Discrete(5)/Box(0.0, 1.0, (5))

Observation Shape

(8)

Observation Values

(-inf, inf)

N agents must arrange themselves in a line between two landmarks. At reset, the two landmarks are placed at a fixed separation in a random direction; the ideal agent positions are evenly spaced along that line. Agents are assigned to target positions via bipartite matching (Hungarian algorithm). The shared reward is the negative mean distance from assigned positions, clipped to [0, 2].

Agent observations: [self_vel, self_pos, landmark_0_rel_pos, landmark_1_rel_pos]
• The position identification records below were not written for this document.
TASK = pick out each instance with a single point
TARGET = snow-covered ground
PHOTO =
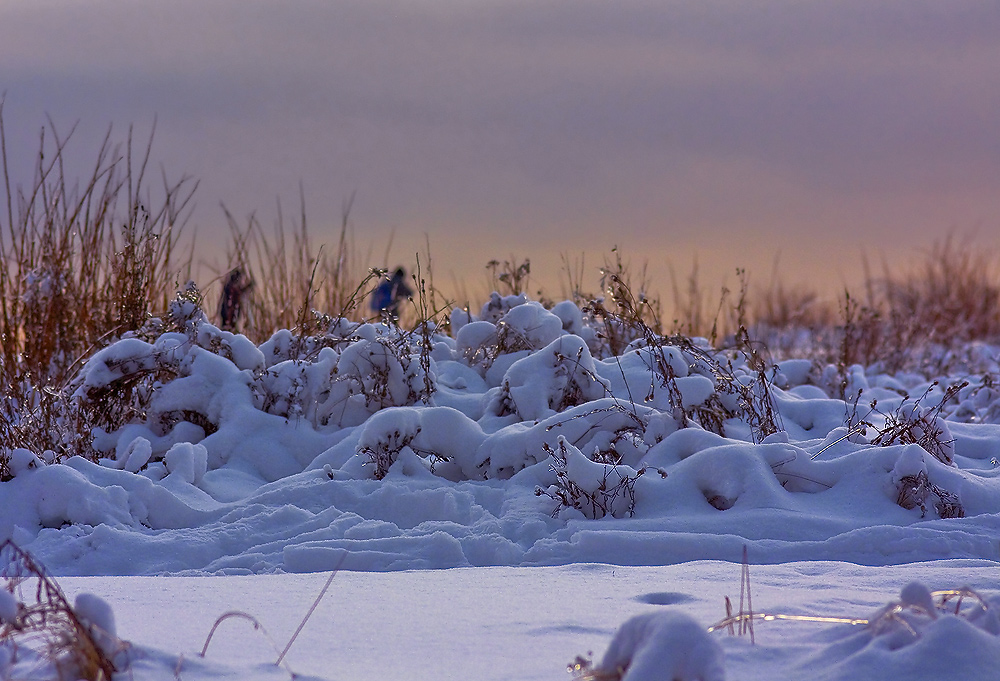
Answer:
(504, 499)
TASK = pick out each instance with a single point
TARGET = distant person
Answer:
(390, 293)
(233, 295)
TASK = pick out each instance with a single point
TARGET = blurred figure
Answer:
(390, 293)
(233, 294)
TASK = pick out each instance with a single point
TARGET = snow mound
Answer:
(663, 645)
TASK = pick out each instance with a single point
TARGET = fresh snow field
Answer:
(504, 499)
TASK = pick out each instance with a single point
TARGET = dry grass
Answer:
(49, 627)
(291, 276)
(80, 264)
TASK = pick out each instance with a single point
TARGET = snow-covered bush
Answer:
(661, 646)
(551, 380)
(594, 489)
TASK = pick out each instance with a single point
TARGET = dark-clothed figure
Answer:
(389, 294)
(233, 294)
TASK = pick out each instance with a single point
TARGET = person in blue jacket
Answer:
(390, 293)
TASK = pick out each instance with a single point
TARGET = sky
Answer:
(737, 134)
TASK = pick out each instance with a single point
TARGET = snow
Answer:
(516, 499)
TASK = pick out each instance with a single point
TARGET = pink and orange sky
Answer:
(728, 130)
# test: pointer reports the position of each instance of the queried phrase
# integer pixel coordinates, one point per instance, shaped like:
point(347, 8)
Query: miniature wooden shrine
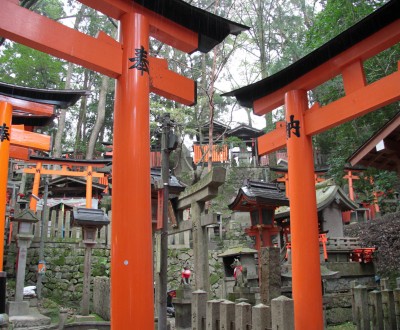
point(342, 56)
point(260, 199)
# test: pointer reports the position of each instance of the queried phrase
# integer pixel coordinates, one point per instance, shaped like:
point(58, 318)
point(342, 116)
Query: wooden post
point(5, 133)
point(303, 216)
point(131, 246)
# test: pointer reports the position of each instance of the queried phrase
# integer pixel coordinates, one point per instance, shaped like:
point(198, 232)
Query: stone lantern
point(25, 219)
point(91, 220)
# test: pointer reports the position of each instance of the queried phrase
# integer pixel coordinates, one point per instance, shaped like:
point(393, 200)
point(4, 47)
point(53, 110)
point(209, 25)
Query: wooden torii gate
point(343, 55)
point(13, 136)
point(175, 23)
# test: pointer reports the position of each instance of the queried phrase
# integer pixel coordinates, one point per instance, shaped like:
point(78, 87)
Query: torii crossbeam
point(175, 23)
point(343, 55)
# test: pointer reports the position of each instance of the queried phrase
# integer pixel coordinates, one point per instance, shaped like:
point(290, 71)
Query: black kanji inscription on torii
point(293, 125)
point(4, 133)
point(140, 60)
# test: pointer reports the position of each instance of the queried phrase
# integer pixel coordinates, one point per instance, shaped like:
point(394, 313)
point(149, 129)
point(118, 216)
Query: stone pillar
point(282, 312)
point(270, 274)
point(63, 314)
point(261, 317)
point(361, 305)
point(200, 248)
point(85, 304)
point(199, 303)
point(19, 306)
point(376, 313)
point(183, 308)
point(213, 314)
point(227, 315)
point(242, 316)
point(389, 316)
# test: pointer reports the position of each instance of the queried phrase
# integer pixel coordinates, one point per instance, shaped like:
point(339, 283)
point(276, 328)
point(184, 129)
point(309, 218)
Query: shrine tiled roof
point(212, 29)
point(367, 155)
point(258, 193)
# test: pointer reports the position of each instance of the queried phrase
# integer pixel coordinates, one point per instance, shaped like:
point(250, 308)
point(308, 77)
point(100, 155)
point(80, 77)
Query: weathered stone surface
point(101, 297)
point(338, 315)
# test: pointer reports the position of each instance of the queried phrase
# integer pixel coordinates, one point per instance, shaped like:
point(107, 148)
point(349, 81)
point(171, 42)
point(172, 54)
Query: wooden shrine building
point(342, 56)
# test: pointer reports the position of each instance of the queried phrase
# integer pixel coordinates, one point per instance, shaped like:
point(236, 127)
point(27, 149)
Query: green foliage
point(20, 65)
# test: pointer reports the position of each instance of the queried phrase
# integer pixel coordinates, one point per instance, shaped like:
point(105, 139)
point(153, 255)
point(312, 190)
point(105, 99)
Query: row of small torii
point(189, 29)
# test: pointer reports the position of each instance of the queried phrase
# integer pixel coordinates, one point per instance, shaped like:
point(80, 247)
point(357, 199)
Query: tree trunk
point(57, 148)
point(82, 114)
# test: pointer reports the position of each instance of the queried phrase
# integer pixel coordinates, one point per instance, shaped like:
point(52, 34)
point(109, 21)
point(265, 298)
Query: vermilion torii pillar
point(17, 136)
point(175, 23)
point(344, 55)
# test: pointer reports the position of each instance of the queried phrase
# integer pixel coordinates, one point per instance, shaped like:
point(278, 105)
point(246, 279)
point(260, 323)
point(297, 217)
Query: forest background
point(281, 32)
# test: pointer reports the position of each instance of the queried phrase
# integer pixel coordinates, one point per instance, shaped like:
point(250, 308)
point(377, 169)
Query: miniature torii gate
point(177, 24)
point(343, 56)
point(89, 174)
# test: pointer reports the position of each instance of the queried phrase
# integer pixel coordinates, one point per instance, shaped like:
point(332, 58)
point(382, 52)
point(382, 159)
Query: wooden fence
point(377, 309)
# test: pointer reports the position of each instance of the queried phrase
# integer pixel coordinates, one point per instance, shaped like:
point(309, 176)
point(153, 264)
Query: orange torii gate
point(175, 23)
point(343, 55)
point(19, 105)
point(64, 162)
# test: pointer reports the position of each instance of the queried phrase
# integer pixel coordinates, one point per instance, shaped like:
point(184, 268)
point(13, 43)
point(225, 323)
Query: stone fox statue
point(239, 273)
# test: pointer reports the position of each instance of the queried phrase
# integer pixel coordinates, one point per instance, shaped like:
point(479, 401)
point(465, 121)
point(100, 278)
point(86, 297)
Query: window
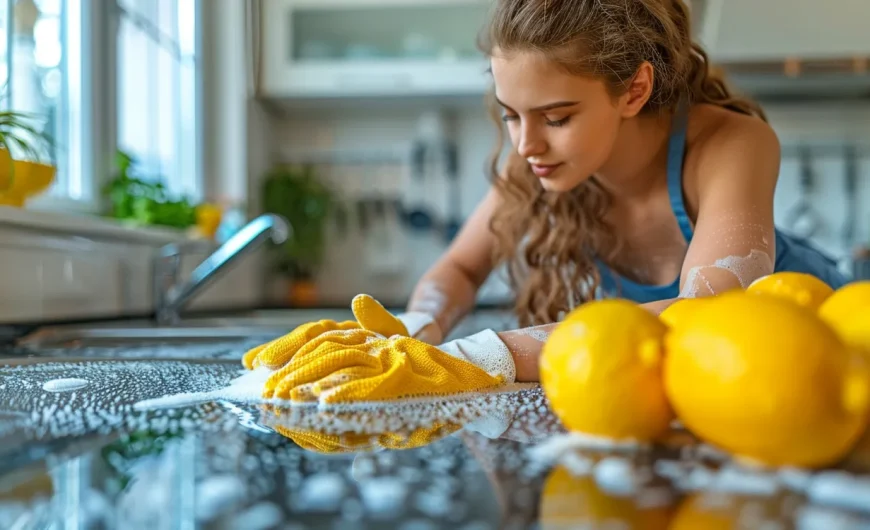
point(157, 90)
point(52, 64)
point(40, 71)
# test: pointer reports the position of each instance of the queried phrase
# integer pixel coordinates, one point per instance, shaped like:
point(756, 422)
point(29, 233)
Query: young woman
point(635, 173)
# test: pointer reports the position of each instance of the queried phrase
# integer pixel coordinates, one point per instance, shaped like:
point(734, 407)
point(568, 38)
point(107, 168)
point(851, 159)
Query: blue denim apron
point(792, 253)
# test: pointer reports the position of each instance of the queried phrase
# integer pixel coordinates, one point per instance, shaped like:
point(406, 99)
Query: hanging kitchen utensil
point(850, 176)
point(803, 219)
point(453, 223)
point(418, 216)
point(362, 215)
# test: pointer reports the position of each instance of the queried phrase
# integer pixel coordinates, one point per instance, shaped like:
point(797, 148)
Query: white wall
point(381, 128)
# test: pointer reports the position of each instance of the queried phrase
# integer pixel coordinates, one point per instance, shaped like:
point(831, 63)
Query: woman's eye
point(558, 123)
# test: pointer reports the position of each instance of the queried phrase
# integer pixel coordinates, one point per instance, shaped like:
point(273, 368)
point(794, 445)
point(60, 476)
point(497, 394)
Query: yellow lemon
point(676, 312)
point(601, 371)
point(803, 289)
point(848, 312)
point(569, 501)
point(766, 380)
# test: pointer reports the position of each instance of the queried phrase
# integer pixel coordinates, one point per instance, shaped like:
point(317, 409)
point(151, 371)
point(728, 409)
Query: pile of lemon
point(777, 374)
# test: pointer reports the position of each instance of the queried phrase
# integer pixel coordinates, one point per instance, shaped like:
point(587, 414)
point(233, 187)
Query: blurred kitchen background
point(360, 121)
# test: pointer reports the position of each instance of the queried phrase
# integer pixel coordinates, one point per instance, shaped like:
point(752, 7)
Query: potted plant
point(26, 161)
point(296, 194)
point(144, 201)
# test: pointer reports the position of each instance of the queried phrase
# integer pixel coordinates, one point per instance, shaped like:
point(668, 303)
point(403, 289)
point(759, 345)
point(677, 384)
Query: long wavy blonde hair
point(549, 241)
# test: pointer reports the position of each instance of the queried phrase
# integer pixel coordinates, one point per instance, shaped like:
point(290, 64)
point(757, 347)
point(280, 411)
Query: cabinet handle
point(253, 19)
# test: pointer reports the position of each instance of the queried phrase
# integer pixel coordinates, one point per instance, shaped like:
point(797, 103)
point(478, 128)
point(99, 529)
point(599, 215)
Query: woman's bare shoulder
point(718, 138)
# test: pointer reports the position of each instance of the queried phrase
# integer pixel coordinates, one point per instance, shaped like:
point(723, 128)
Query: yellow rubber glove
point(362, 369)
point(369, 313)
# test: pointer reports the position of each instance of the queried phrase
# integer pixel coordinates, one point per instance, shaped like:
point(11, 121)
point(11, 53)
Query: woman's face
point(563, 125)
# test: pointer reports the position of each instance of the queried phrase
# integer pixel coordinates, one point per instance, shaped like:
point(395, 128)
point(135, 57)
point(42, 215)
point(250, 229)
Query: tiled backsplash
point(352, 264)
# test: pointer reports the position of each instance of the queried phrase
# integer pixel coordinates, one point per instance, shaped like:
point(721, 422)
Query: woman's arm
point(734, 240)
point(448, 290)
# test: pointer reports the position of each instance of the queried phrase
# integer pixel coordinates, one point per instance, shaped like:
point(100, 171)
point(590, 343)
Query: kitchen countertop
point(86, 457)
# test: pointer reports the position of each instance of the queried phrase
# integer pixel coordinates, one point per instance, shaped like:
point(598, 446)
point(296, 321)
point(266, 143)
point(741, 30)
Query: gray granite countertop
point(76, 453)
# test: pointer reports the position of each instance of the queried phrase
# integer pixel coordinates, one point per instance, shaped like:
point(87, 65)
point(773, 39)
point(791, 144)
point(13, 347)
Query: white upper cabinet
point(775, 30)
point(383, 48)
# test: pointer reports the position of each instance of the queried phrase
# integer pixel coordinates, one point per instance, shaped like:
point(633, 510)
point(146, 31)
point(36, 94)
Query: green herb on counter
point(300, 197)
point(145, 201)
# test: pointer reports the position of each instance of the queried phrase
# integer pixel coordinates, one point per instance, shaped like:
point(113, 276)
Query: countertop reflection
point(75, 453)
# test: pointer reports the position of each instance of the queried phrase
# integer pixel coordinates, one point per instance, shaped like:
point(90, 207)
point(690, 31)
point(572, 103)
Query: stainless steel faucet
point(170, 296)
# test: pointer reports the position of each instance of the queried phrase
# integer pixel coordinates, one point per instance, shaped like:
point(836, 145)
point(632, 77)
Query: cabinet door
point(341, 48)
point(47, 284)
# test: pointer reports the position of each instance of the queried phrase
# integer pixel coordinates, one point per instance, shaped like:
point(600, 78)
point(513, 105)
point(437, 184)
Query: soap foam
point(65, 385)
point(745, 268)
point(246, 389)
point(540, 335)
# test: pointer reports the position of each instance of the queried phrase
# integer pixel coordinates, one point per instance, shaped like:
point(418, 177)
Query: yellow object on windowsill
point(208, 219)
point(28, 180)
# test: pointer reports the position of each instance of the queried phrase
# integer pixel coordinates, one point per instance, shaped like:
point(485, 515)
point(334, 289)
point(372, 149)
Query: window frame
point(100, 27)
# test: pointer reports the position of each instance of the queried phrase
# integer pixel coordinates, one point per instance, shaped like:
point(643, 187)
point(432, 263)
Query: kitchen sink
point(253, 326)
point(204, 334)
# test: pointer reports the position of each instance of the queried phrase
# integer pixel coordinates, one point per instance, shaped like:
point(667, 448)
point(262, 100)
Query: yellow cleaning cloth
point(369, 313)
point(359, 369)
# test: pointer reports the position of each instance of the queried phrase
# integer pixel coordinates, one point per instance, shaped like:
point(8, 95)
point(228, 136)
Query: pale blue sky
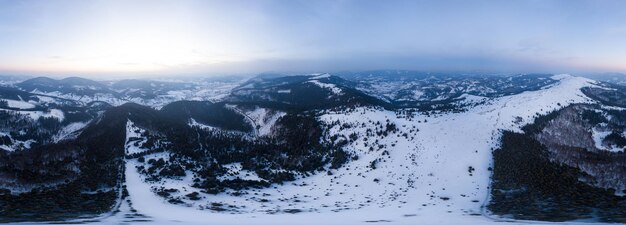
point(83, 37)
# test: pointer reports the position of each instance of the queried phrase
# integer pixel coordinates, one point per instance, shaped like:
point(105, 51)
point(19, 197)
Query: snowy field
point(433, 170)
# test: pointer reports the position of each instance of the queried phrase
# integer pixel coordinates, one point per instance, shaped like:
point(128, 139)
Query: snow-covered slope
point(408, 169)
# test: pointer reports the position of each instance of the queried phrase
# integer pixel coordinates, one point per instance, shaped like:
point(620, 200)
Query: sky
point(163, 37)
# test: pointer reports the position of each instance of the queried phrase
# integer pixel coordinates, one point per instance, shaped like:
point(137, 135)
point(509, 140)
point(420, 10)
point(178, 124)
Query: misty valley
point(365, 147)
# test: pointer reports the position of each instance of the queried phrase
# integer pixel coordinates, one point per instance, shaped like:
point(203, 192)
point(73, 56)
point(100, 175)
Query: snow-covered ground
point(421, 178)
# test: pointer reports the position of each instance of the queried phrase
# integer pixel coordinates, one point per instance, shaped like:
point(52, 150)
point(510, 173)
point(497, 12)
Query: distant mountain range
point(409, 146)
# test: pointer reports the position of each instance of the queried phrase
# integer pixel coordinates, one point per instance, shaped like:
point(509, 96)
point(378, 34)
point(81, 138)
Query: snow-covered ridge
point(433, 165)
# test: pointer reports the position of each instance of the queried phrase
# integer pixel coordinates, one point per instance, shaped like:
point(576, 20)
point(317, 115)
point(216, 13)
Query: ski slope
point(432, 170)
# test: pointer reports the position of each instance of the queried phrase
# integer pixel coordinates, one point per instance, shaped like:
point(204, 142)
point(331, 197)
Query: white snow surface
point(69, 131)
point(332, 87)
point(424, 178)
point(18, 104)
point(134, 139)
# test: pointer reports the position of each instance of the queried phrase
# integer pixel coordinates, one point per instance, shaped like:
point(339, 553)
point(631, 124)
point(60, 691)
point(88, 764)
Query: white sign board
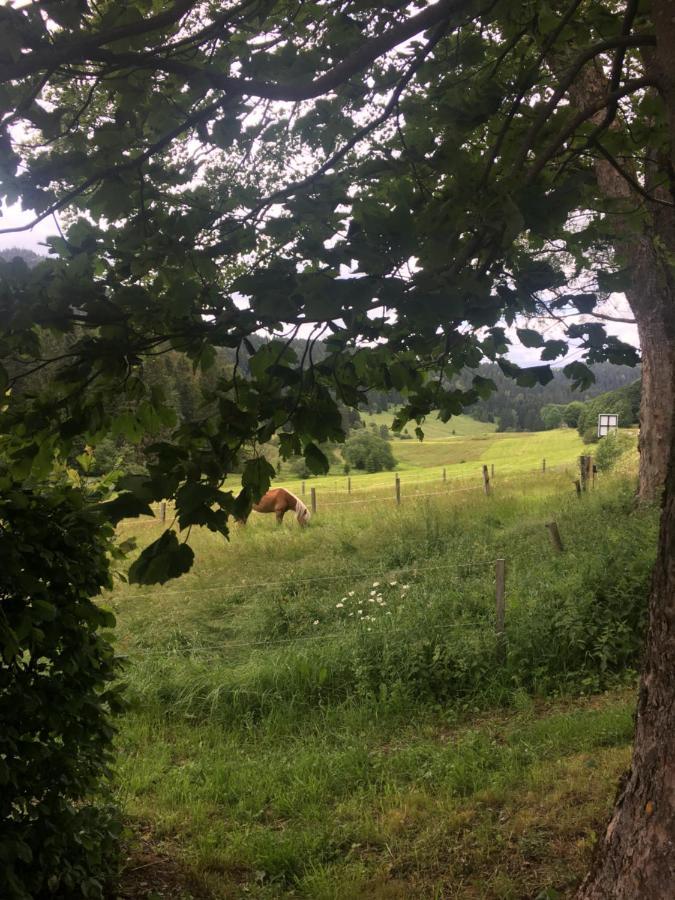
point(607, 422)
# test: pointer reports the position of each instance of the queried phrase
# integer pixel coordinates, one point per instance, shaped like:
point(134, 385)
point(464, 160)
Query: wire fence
point(398, 483)
point(227, 587)
point(186, 651)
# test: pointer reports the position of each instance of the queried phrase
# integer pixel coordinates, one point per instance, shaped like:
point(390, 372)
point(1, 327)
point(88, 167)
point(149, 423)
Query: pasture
point(326, 713)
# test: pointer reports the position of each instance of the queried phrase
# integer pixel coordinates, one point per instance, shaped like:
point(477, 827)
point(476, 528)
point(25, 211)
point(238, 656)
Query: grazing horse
point(279, 501)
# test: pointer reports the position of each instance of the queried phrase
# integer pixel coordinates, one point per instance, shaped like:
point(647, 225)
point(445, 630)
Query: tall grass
point(397, 608)
point(323, 713)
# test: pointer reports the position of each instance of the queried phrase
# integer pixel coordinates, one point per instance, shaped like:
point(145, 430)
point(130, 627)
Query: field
point(329, 712)
point(463, 457)
point(460, 426)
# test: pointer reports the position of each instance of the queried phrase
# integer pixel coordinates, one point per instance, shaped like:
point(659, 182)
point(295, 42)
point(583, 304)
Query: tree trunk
point(636, 859)
point(645, 244)
point(652, 299)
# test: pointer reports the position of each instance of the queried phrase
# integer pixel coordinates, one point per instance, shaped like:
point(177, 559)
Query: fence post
point(554, 534)
point(585, 471)
point(486, 481)
point(500, 608)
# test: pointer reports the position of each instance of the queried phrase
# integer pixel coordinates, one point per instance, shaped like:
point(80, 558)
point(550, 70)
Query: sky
point(34, 239)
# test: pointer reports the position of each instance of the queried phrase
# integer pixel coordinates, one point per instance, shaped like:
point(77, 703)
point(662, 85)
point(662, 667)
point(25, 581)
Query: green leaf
point(257, 476)
point(316, 460)
point(580, 375)
point(554, 349)
point(534, 375)
point(164, 559)
point(529, 338)
point(126, 506)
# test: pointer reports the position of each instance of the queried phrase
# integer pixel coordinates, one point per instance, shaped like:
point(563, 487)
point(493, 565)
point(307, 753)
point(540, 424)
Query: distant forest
point(511, 407)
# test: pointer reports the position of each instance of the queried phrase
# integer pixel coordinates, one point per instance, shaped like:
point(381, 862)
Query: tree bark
point(652, 300)
point(645, 244)
point(636, 858)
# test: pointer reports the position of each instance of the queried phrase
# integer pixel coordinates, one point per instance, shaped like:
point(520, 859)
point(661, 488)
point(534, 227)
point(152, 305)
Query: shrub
point(624, 402)
point(369, 452)
point(552, 416)
point(610, 449)
point(56, 697)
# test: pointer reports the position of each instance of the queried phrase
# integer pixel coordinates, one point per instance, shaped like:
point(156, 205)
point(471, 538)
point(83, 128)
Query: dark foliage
point(56, 696)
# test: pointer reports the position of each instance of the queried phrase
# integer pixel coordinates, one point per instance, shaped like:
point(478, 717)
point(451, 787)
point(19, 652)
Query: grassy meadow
point(329, 712)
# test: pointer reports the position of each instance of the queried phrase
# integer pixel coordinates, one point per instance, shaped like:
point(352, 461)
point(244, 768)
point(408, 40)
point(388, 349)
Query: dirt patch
point(151, 872)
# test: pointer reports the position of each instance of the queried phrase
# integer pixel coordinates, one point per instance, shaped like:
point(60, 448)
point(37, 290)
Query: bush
point(624, 402)
point(56, 697)
point(369, 452)
point(552, 416)
point(611, 448)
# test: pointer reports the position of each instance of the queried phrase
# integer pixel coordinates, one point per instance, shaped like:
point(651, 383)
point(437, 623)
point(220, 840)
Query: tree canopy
point(224, 170)
point(406, 182)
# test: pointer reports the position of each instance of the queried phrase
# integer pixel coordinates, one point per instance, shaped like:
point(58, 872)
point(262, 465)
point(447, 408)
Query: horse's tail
point(302, 514)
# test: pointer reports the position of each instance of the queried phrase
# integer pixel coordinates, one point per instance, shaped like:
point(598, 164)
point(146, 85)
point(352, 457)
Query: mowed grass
point(280, 744)
point(462, 457)
point(433, 427)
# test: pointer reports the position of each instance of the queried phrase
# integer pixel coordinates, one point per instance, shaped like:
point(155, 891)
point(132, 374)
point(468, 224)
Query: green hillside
point(324, 713)
point(433, 428)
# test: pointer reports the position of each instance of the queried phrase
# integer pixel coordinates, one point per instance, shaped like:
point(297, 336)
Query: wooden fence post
point(554, 534)
point(500, 608)
point(486, 481)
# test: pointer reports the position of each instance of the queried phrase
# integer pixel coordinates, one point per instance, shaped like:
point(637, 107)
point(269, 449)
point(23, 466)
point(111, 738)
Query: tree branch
point(630, 87)
point(633, 40)
point(290, 91)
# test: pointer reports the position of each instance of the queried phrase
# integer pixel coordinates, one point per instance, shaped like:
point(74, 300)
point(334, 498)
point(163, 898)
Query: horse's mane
point(301, 511)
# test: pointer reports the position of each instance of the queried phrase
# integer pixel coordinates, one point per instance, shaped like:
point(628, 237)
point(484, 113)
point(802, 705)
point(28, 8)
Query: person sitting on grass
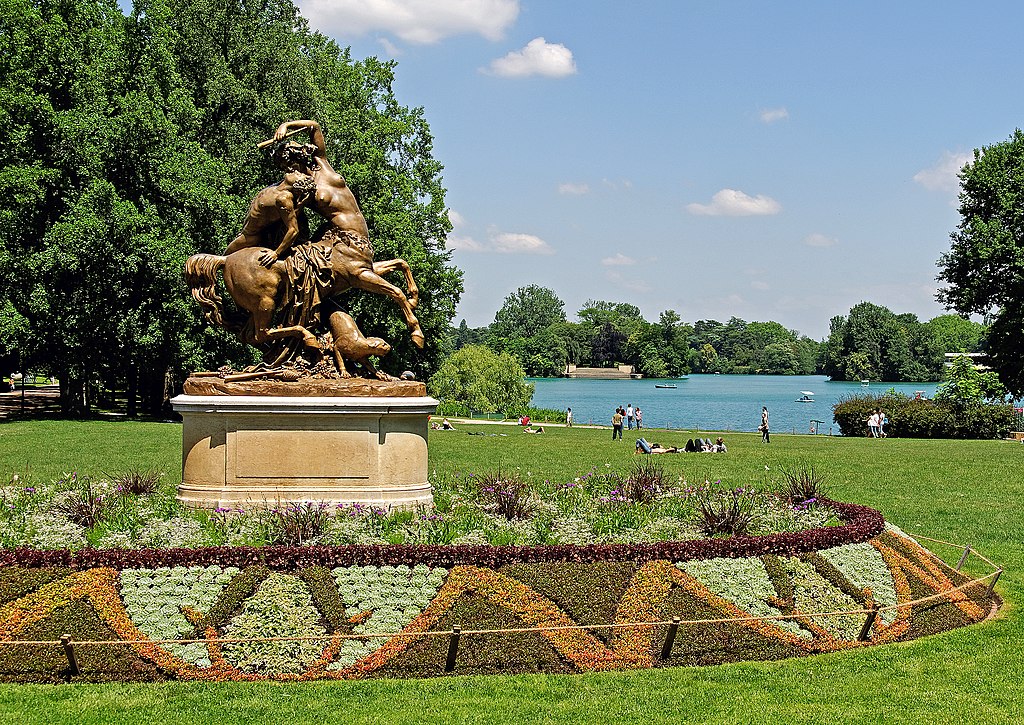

Agent action space: [no_action, move_left, move_right, move_down, move_up]

Arguments

simple_line_v1.env(N=4, max_cycles=25, continuous_actions=False, terminate_on_success=False)

N: number of agents

max_cycles: number of frames until the episode terminates

continuous_actions: whether action spaces are discrete (default) or continuous

terminate_on_success: when True, the episode ends as soon as every agent is within 0.05 units of its assigned target position.

API

class mpe2.simple_line.simple_line.env(**kwargs)
class mpe2.simple_line.simple_line.raw_env(N=4, max_cycles=25, continuous_actions=False, render_mode=None, dynamic_rescaling=False, benchmark_data=False, terminate_on_success=False)